Как-то выступал в Ярославле. Спектакль не смешной, а смотрю — люди смеются. В голос, весь зал. И смотрят не на меня, а куда-то вбок. Я посмотрел, а в луче прожектора рядом со мной летает маленькая бабочка. Я махнул рукой, чтобы она улетела, а она — раз! — вокруг меня и снова там же летает. Тут все захохотали. Я опять махнул… и она опять. В итоге я прогнал ее в темноту, бабочка улетела, и зал как-то загрустил. А я сказал: «Простите, пожалуйста, я прогнал бабочку исключительно потому, что на афише написано «моноспектакль». И зал тут же вернулся ко мне.
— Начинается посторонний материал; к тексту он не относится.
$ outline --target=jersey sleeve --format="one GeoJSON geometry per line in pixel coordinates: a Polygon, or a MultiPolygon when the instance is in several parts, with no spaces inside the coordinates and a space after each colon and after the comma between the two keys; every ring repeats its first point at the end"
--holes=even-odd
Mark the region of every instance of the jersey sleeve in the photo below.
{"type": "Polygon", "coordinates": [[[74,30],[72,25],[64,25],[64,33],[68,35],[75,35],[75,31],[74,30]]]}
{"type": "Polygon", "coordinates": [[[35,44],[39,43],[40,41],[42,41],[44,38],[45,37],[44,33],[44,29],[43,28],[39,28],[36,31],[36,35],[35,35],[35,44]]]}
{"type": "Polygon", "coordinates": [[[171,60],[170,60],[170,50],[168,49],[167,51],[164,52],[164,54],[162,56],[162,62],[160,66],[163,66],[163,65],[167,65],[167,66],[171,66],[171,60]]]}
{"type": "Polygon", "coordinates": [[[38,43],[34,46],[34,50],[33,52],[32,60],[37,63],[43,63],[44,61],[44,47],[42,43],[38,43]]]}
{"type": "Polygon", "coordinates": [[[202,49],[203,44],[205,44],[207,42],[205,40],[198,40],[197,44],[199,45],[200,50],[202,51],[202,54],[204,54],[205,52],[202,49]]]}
В Кемерове я ходил на хоккей, занимался. Получалось неплохо, но тренер отчетливо понимал, что мне все равно, выиграет наша команда или нет. Азарта играть у меня не было. И в картах, и в шахматах — то же самое.
— Евгений, вы мне очень симпатичны своей адекватностью, умом и здравомыслием. Но скажите, зачем вы наехали на Елену Ваенгу? Вроде такой разумный человек…
— Я видел ее афиши в нескольких городах и знал, что есть такая певица, которая собирает большие залы в Петербурге, два-три раза подряд. Я ее не слышал никогда. И был потрясен, что на Первом канале в день православного Рождества показали ее концерт в Кремле. Я был тогда возмущен, ведь для исполнения таких песен есть определенные места. Я не понимал, как можно в святой день Рождества давать в прайм-тайм на федеральном канале шансон. Это неуместно. Она очень расстроилась. Написала, что так любит мое творчество, читает все и очень огорчена этим моим высказыванием. Потом у нее был тур, и в каждом городе она посвящала мне какую-нибудь свою песню.
— Вот это христианский подход к делу!
— Безусловно. И потом через год она поступила очень мощно в Краснодаре. Я играл спектакль «Плюс один». И когда закончился спектакль, зал встал, аплодировал, — вдруг ряда с шестого вышла крупная женщина в темной шали такой и подарила мне букет роскошных роз. Я успел ее только чуть-чуть придержать за руку и сказать: «Елена, это поступок». И она ушла, никем не узнанная. Это было прекрасно.
— Вы служили во флоте, три года. Вы поняли о человеке что-то новое после этого?
— Я не думал, что человек может быть так отвратителен. Что он может получать сладострастное удовольствие от унижения другого. И я прошел через это, да.
— Но, может быть, если бы вы не прошли через это, то не было бы такого драматурга — Гришковец?
— Да, возможно. Я сознательно в своих произведениях не обращаюсь к уродливой, отвратительной и темной стороне человеческой природы. Этот опыт человеку не нужен. Наверное, если бы у меня не было этого опыта, я бы был более счастливым человеком. Не стал бы драматургом, а был бы кем-то другим. Не знаю, что лучше.